Search text based on word stems.
The following construct(s) refer to this construct:
tf:stem(string $searchString) => unspecified
The function tf:stem
is specific to Tamino. It takes a
search string as argument and returns all strings that share the same stem as
the search string. It can only be used within the scope of the following
functions:
tf:containsAdjacentText
tf:containsNearText
tf:containsText
tf:createAdjacentTextReference
tf:createNearTextReference
tf:createTextReference
Determining the word tokens that have the same word stem as the search string requires language-specific information.

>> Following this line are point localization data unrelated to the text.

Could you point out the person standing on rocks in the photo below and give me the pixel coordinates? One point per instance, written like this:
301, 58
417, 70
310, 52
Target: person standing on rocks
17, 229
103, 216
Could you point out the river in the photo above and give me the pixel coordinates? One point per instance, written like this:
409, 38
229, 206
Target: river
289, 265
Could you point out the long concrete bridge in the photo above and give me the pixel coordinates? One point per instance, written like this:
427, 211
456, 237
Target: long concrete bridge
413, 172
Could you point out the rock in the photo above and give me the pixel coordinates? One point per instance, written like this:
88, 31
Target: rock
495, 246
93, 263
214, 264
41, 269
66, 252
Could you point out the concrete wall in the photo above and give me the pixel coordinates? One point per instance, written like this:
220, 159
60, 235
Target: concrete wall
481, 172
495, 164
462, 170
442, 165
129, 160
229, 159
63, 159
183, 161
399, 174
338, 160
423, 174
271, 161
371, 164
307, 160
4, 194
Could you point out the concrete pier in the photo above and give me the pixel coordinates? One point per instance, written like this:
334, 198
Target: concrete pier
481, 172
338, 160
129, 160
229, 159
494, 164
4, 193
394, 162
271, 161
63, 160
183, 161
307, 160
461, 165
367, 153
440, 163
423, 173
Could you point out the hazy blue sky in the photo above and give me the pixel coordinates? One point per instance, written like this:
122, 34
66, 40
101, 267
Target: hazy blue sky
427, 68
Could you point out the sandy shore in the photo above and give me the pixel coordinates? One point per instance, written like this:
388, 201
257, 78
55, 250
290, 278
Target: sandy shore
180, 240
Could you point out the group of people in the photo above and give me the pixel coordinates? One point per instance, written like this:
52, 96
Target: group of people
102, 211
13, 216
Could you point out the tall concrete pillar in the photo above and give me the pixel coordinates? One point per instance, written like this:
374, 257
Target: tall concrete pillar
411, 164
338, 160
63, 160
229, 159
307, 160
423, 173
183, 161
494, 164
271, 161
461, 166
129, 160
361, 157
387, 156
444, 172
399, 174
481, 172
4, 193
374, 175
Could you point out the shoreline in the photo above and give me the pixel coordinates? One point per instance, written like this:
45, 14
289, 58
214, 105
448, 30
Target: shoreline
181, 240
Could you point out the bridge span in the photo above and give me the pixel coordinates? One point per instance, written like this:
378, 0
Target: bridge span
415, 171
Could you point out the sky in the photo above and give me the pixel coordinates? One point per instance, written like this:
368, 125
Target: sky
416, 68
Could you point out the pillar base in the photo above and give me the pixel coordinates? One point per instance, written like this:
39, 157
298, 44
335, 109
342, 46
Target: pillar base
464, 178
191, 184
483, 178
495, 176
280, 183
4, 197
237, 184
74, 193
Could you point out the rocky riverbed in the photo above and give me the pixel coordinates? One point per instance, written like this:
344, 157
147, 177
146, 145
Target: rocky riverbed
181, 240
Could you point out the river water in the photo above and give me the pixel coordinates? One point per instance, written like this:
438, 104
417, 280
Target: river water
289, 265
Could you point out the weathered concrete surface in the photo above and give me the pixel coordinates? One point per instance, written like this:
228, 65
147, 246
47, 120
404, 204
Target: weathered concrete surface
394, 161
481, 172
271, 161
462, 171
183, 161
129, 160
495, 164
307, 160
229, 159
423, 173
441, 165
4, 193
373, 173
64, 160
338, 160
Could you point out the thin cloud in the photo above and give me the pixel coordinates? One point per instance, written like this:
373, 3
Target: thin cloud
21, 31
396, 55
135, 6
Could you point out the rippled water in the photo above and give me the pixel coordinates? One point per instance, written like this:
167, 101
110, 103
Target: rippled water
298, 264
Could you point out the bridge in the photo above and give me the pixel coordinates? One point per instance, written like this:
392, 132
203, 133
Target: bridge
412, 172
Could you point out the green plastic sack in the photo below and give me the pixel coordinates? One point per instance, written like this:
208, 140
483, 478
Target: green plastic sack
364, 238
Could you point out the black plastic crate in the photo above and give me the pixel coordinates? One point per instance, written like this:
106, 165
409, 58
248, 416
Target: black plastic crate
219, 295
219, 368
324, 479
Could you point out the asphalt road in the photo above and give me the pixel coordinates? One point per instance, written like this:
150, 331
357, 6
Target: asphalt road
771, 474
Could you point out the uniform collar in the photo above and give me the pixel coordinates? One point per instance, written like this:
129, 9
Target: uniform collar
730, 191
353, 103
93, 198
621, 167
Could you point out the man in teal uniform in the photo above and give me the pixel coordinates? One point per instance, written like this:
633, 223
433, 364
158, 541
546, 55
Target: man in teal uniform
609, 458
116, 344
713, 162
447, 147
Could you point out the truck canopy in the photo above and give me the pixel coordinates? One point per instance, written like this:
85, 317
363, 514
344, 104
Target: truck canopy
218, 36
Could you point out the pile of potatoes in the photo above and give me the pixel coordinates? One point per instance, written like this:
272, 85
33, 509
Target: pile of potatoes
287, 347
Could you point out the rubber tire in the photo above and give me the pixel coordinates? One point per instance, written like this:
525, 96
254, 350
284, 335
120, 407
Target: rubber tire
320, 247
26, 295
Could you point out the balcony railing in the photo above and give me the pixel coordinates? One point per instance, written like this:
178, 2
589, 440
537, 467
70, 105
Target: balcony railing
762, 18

Currently, the pre-defined stemming information is only suitable for German.
Notes:
$searchString |
a string value |
---|
In the paragraphs of some chapter, retrieve all occurrences of the German word "Bank" in the sense of a bank dealing with money:
let $text := <chapter> <para>Die Bank eröffnete drei neue Filialen im Verlauf der letzten fünf Jahre.</para> <para>Ermüdet von dem Spaziergang setzte sich die alte Dame erleichtert auf die gepflegt wirkende Bank mitten im Stadtpark.</para> <para>Die aktuelle Bilanz der Bank zeigt einen Anstieg der liquiden Mittel im Vergleich zum Vorjahresquartal.</para> </chapter> for $a in $text//para let $check := for $value in ("Geld", "Bilanz", "Filiale", "monetär", "Aktie") return tf:containsNearText($a, 10, tf:stem($value), tf:stem("Bank")) where count($check[. eq true()]) > 0 return $a
A sequence creates a word family that is valid for one of two readings
of the German word "bank". For each of these related
words it is checked whether the current paragraph contains an inflected form
that is no longer than ten unmatched word tokens apart from an inflected form
of the word "bank". The second let
clause returns a sequence of five Boolean values. If at least one of them is
true—expressed by the where
clause—the corresponding
para
element is returned as part of the result.